Joerg Schilling wrote:
You are correct: without OpenSourcing Solaris, Sun would have been in trouble earlier.
What evidence do you have for this? I know there have been externally sourced code contributions, but how much of it needed source rather than the stable ABIs, and how material is it really? More to the point - what revenue did it generate?
So you can answer your question "I'm not sure how the open sourcing was successful for Sun shareholders." with a _yes_, as it helped to raise the Sun stock price.....
Very briefly, yes, but since then I think it hasn't materially helped shift anything that generated revenue for Sun, and Sun's stock hardly trended up on its recent improving quality.
I further believe that a closer collaboration with the cummunity (as intended by Sun in September 2004) would have given the additional momentum for Sun to push it into the win zone for a longer time.
Well you can believe that, but belief in that is behind a lot of the open source hype, and one thing that's hard to find is concrete evidence of how it translated into a sound business plan and revenue.
This is however a lost chance and we cannot roll back time...
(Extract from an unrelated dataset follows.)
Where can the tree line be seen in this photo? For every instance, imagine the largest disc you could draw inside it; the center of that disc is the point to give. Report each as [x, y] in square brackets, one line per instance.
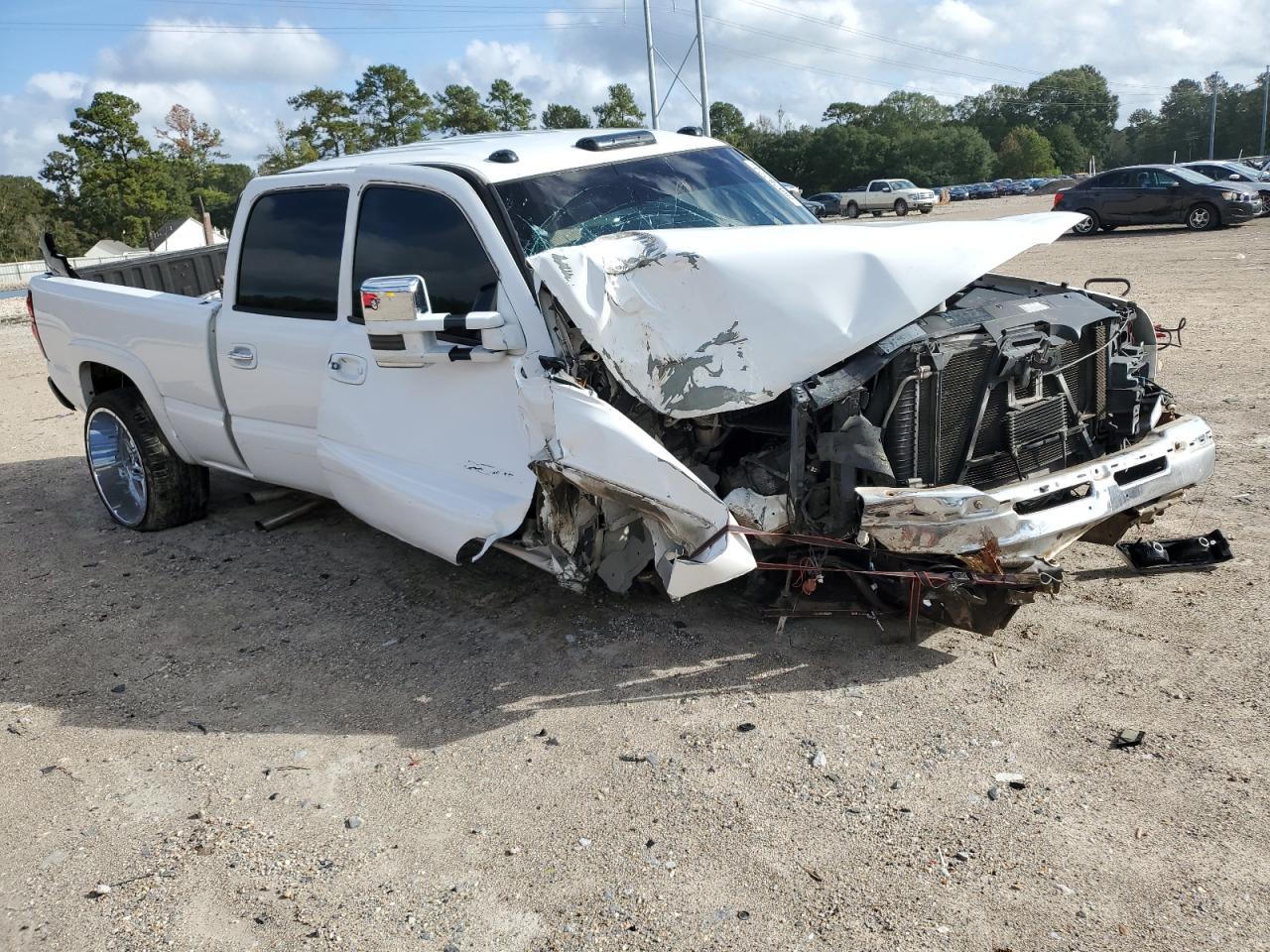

Indeed, but we can try to learn from it, and I think questioning how and when open source is helpful to a technology creator is worthwhile.

Sun's position was fundamentally different to Red Hat and post-NetWare SUSE, since they owned the things they were giving away, and had done most of the development (or had paid for it).

I think its worth considering what they could have done differently and why. I can't help thinking that they would have had a better chance by going in completely the other direction and using their grip on Java and Open Office (and mysql, eventually) to try to cut off Linux's air supply and stunt its datacentre growth until Solaris on X64 could get a decent foothold, but its all conjecture, and it would have accepted handing a potential short-term gain to Microsoft.